The line where the loss is computed generates this error:

RuntimeError: Assertion `cur_target >= 0 && cur_target < n_classes' failed.  at /pytorch/aten/src/THNN/generic/ClassNLLCriterion.c:97

At that point, this is what truth looks like:

tensor([ 1,  1,  0,  1])

And this is outputs:

tensor(1.00000e-02 *
       [[-2.2640],
        [-3.1873],
        [-2.1566],
        [-2.4766]])

ptrblck · June 13, 2018, 8:54pm

Your last linear layer (fc3) should have 2 output units, since you are using CrossEntropyLoss.
Just change it to self.fc3 = nn.Linear(84, 2) and run it again.

speedymcs · June 14, 2018, 8:52am

Thanks, that did it! Well, it runs, but it doesn’t work well:

...
[2,    80] loss: 0.474
[2,    81] loss: 0.951
[2,    82] loss: 0.837
[2,    83] loss: 0.476
[2,    84] loss: 0.828
[2,    85] loss: 0.725
[2,    86] loss: 0.717
[2,    87] loss: 0.830
Finished Training

My reasoning was, since I have two classes and truth values of 0 or 1 for each image, the net should have one output that is either closer to 0 or 1. Now that the net’s output is a vector with two entries, do the truth values also have to have two entries per image? I.e. (0,1) or (1,0)?

Jk749 · June 14, 2018, 10:13am

Since, you have only two classes, better to use binary cross entropy as the loss function and change your last layer to self.fc3 = nn.Linear(84, 1) as it was initially.

BCE loss in pytorch → torch.nn.BCELoss()

speedymcs · June 14, 2018, 11:54am

Thanks for the tip! BCELoss() awaits an input between 0 and 1, while my net outputs have entries like -5. Now my first thought was to normalize each output vector to [0,1] but on second thought, that’s a bad idea, right? Wouldn’t that change the overall loss values in a non linear way? If yes, what can I do instead?

ptrblck · June 14, 2018, 12:05pm

Using BCELoss as @Jk749 suggested is another valid approach.
Just use one output unit, add a sigmoid at your last layer, and try BCELoss.

...
x = F.sigmoid(self.fc3(x))
return x

speedymcs · June 14, 2018, 12:54pm

Ah, that was easy, thanks.
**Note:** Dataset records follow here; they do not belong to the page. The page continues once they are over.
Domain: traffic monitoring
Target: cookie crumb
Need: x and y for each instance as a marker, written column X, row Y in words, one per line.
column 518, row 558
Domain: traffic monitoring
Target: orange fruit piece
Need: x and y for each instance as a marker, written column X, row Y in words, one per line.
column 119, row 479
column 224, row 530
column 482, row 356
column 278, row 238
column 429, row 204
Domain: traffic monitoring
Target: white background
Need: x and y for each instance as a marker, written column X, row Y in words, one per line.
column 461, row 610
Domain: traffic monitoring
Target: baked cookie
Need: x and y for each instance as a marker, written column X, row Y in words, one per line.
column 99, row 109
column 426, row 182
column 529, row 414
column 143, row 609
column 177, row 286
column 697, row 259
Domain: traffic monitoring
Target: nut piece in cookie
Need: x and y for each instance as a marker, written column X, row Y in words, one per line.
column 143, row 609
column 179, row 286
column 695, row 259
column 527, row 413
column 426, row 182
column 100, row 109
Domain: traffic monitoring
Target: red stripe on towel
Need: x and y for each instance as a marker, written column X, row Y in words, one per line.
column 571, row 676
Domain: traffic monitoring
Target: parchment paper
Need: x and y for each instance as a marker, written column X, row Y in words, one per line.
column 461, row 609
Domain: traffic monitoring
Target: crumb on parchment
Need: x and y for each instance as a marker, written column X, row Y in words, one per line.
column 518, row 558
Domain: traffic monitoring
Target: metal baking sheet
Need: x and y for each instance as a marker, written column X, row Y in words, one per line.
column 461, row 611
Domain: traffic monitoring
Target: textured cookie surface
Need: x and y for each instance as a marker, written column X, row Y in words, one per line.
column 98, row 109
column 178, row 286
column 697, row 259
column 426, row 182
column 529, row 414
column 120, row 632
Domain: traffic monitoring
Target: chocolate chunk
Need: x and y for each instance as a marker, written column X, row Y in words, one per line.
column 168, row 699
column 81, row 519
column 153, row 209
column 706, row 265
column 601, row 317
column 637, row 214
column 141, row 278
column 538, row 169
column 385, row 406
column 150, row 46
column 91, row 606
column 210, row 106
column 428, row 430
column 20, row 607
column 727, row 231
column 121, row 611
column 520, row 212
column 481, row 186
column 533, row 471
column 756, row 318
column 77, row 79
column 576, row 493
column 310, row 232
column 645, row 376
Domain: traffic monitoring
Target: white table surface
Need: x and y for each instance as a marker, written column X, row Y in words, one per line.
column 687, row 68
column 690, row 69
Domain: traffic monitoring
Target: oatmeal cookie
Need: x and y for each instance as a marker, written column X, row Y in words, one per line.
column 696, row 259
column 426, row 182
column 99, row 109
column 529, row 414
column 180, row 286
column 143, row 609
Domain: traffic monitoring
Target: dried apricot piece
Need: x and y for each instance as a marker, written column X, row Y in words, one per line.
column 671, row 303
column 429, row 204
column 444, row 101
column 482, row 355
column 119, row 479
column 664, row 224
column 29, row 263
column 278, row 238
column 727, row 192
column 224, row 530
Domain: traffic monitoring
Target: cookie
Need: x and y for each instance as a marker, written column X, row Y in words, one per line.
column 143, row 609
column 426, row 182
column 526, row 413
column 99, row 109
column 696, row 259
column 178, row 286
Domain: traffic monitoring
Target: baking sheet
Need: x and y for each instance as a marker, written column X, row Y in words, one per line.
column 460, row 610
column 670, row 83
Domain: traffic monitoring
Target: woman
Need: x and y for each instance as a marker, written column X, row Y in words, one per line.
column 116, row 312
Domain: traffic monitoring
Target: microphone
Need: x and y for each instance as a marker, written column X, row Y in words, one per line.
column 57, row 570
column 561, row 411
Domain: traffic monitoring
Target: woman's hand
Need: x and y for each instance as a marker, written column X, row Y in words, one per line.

It does little to improve the performance though:

...
Truth:  tensor([ 1.,  0.,  0.,  0.])
Output:  tensor([[ 0.5666],
        [ 0.5650],
        [ 0.5653],
        [ 0.5655]])
[2,    85] loss: 0.703
Truth:  tensor([ 1.,  0.,  0.,  1.])
Output:  tensor([[ 0.5657],
        [ 0.5688],
        [ 0.5657],
        [ 0.5668]])
[2,    86] loss: 0.702
Truth:  tensor([ 0.,  1.,  1.,  0.])
Output:  tensor([[ 0.5679],
        [ 0.5672],
        [ 0.5660],
        [ 0.5657]])
[2,    87] loss: 0.768
Truth:  tensor([ 1.,  0.,  0.,  0.])
Output:  tensor([[ 0.5679],
        [ 0.5659],
        [ 0.5667],
        [ 0.5656]])
Finished Training

Hmm. In the tutorial where I started from, 3-channel (RGB) images are categorized into ten classes. Now I have 21 channels and two classes. I guess the net architecture must be changed further…?
I’ve trained an SVM with this same data and achieved about 95% accuracy.
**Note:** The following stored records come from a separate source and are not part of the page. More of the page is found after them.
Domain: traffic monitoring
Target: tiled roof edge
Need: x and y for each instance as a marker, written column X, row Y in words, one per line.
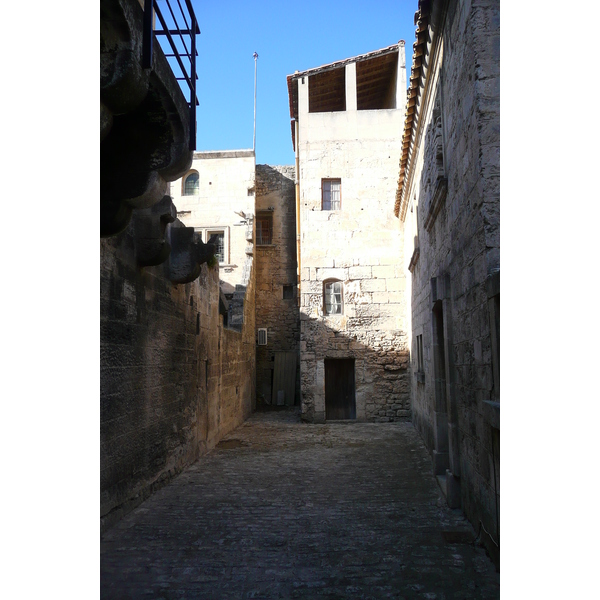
column 417, row 72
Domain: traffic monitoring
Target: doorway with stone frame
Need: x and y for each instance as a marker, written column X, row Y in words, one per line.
column 340, row 389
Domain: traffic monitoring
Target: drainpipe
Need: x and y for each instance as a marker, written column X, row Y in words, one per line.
column 298, row 256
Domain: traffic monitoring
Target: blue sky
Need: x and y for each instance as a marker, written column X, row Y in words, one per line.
column 288, row 37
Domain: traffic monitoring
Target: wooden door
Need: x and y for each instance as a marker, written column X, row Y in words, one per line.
column 284, row 379
column 340, row 399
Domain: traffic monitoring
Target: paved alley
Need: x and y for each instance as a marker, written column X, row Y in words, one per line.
column 283, row 509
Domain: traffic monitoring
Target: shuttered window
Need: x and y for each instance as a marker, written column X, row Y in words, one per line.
column 332, row 290
column 191, row 185
column 332, row 194
column 264, row 229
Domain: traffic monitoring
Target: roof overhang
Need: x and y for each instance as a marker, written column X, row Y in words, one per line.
column 371, row 79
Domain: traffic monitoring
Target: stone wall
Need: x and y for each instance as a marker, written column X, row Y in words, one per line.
column 452, row 244
column 358, row 245
column 276, row 267
column 173, row 379
column 225, row 193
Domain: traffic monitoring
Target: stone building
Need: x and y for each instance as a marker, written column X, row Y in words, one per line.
column 448, row 202
column 173, row 378
column 346, row 122
column 216, row 198
column 277, row 316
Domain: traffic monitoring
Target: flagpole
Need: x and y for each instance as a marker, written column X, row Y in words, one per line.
column 255, row 63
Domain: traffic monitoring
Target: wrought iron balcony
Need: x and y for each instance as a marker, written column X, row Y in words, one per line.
column 176, row 28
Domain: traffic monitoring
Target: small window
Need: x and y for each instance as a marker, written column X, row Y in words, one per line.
column 332, row 292
column 191, row 184
column 420, row 366
column 288, row 292
column 218, row 239
column 262, row 337
column 331, row 194
column 264, row 229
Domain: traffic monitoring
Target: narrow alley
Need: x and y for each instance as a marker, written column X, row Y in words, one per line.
column 283, row 509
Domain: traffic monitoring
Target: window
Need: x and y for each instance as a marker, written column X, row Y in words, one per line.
column 218, row 239
column 420, row 367
column 264, row 229
column 288, row 292
column 191, row 184
column 420, row 364
column 331, row 194
column 262, row 337
column 332, row 292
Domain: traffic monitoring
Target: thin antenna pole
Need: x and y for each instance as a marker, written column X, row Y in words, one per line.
column 255, row 63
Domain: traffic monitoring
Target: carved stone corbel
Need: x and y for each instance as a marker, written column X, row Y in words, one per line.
column 188, row 254
column 151, row 247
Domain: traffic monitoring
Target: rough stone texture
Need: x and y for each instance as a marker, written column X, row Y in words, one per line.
column 461, row 244
column 276, row 267
column 359, row 245
column 173, row 379
column 225, row 189
column 144, row 119
column 283, row 509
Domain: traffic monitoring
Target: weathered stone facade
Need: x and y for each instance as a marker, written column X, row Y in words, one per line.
column 222, row 201
column 449, row 202
column 174, row 380
column 276, row 280
column 352, row 146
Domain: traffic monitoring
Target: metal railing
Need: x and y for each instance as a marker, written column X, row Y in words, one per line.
column 177, row 26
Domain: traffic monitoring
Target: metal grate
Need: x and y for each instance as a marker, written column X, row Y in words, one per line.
column 177, row 26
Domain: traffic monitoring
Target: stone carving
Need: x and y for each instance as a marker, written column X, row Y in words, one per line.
column 188, row 253
column 150, row 225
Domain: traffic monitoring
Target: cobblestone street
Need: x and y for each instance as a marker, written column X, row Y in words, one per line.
column 283, row 509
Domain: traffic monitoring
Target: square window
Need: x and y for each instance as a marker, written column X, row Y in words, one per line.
column 191, row 184
column 218, row 239
column 264, row 229
column 288, row 292
column 331, row 190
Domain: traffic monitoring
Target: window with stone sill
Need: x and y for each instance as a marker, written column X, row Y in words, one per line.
column 420, row 364
column 333, row 297
column 191, row 184
column 331, row 194
column 264, row 229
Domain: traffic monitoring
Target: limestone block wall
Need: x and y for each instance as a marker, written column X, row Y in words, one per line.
column 173, row 379
column 225, row 189
column 276, row 267
column 359, row 245
column 459, row 249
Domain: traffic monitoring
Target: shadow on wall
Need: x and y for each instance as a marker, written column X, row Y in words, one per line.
column 173, row 380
ptrblck · June 14, 2018, 1:07pm

Have you trained the SVM on the images directly?
You could play around with the learning rate, optimizers etc.
What kind of data do you have?

speedymcs · June 14, 2018, 1:12pm

WIll do!
Each image is a 21x21x21px 3D ROI of an 8 bit grey value phase microscopy image and the classifier should decide whether there’s a (one) cell present or not. I used the SVM from scikit learn and trained on the images directly, in the unraveled shape of 1x9261.